Six heures trente. La campagne gersoise
doucement s’éveille, une brume légère enveloppe telle une grande écharpe le
paysage qui s’étire à perte de vue. Les herbes, dont les extrémités sont
perlées par la rosée matinale, ressemblent à une myriade de diamants.
J’emprunte un sentier que longe une petite rivière, un couple de colverts au
plumage chatoyant glisse amoureusement sur l’eau translucide. La lune blafarde
commence à baisser sa garde en jetant un dernier regard sur ce paysage éternel,
laissant alors le champ libre aux premiers pâles rayons du soleil qui perce
timidement derrière une rangée de peupliers gigantesques semblant se tenir au
garde à vous. Je continue ma marche silencieuse sur un étroit sentier qui
serpente la colline. Au loin se font entendre les sept coups de l’angélus. Sur
ma gauche, à peine apparente, recouverte de mousse, une voie de chemin de fer
aux traverses de bois rongées par les intempéries, usées par le temps et
abandonnées depuis de nombreuses années. Pourtant, en la regardant, dans mes
oreilles résonnent le grondement sourd du train ainsi que son sifflement, c’est
une image du passé qui ravive mes souvenirs car la modernité a pris le pas sur
l’ancienneté. Entre de petits îlots verdoyants, des arbres dénudés conjuguent
vie et mort à l’image de nos vies. Habitations en vue, des tas de bois adossés
aux maisons annoncent un hiver rude, mais évoquent aussi des veillées joyeuses
au coin du feu entre voisins, soirées faites de rencontres, d’échanges et de
partage. Mes pas me conduisent ensuite près d’un enclos où des vaches ruminent.
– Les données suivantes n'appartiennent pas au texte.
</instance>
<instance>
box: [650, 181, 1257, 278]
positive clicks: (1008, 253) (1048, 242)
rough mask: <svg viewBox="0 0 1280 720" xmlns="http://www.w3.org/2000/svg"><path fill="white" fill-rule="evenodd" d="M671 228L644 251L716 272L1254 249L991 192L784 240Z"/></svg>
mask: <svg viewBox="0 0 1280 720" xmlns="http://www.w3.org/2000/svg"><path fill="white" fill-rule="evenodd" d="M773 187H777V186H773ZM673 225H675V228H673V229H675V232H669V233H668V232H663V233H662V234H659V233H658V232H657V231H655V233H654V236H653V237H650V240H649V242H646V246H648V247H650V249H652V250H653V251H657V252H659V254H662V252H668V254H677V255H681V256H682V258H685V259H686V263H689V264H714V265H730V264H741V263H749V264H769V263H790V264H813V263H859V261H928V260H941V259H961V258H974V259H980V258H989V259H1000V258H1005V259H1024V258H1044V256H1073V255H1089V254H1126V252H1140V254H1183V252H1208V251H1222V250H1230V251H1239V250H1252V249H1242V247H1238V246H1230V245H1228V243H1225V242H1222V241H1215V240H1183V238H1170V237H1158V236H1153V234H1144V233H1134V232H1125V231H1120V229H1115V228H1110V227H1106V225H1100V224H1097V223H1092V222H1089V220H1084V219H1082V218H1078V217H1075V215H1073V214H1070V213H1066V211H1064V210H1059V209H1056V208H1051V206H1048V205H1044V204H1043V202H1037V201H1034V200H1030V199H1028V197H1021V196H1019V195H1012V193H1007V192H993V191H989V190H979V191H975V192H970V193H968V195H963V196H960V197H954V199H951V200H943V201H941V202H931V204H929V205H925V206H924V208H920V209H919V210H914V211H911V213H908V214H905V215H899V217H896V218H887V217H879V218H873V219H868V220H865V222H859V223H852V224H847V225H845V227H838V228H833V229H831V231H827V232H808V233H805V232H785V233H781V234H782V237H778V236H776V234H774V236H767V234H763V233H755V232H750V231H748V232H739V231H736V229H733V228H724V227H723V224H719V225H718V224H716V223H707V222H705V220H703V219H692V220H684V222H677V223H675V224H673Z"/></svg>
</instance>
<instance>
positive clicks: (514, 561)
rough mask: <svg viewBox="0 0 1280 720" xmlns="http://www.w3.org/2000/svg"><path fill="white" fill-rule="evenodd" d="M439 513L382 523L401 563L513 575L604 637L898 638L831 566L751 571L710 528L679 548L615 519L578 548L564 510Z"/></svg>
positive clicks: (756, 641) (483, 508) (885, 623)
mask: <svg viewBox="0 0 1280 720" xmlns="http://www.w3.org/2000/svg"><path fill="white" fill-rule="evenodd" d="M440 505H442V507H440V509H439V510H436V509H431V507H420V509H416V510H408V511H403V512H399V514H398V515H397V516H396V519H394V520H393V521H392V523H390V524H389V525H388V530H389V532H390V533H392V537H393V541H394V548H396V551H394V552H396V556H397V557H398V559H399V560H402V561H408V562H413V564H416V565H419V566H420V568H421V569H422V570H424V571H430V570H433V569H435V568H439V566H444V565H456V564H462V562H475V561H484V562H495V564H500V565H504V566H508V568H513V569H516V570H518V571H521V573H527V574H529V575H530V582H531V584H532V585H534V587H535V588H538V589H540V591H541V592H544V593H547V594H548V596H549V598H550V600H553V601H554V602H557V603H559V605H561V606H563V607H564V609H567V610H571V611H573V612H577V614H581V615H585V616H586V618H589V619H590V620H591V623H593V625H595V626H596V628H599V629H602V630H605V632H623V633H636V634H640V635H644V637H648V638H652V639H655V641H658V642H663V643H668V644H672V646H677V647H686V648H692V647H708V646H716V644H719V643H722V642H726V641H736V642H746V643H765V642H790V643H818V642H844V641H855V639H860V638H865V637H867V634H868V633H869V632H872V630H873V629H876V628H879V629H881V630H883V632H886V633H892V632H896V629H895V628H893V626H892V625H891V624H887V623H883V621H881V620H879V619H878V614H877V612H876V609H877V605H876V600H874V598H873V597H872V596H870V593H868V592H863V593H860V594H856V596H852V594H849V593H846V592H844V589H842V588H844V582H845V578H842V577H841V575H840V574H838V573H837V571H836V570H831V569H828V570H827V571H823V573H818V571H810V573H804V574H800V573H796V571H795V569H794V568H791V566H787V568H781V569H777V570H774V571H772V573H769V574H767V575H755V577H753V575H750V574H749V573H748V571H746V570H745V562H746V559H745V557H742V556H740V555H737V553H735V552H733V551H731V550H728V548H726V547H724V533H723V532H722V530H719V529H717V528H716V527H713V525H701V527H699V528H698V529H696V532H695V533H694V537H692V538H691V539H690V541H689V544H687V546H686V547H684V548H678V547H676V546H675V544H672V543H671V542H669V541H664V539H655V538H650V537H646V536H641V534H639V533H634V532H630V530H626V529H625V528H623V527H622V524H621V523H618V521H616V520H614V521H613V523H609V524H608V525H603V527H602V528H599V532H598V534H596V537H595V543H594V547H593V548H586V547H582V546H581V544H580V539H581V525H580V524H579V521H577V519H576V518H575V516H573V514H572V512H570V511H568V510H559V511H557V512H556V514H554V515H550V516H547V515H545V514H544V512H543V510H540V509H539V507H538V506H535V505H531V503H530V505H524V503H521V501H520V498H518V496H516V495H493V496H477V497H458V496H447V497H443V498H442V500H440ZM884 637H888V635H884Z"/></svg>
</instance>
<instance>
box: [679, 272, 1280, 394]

A l’écart en contre-bas un poulain tête sa mère. Fascinée par ce charmant
tableau, je me dis que Dame Nature est bien belle. Chemin faisant ici et là,
des petits monticules de feuilles desséchées, palette de couleurs variées qui
vont du rouge vif en passant par le brun et l’ocre, une merveille pour les
yeux. Merci à toi le vent qui n’a pas encore accompli ton œuvre. Une buse vient
de faire une halte sur un câble à haute tension avant de reprendre son envol
vers une mystérieuse destination. Je m’assois sur un tronc d’arbre, je respire
l’air si vivifiant, je fais le plein de mes poumons. J’apprécie ce silence qui
se dégage de la nature. La beauté de ce paysage m’émeut profondément, elle
pénètre mon esprit si différent du quotidien de ma vie à la ville.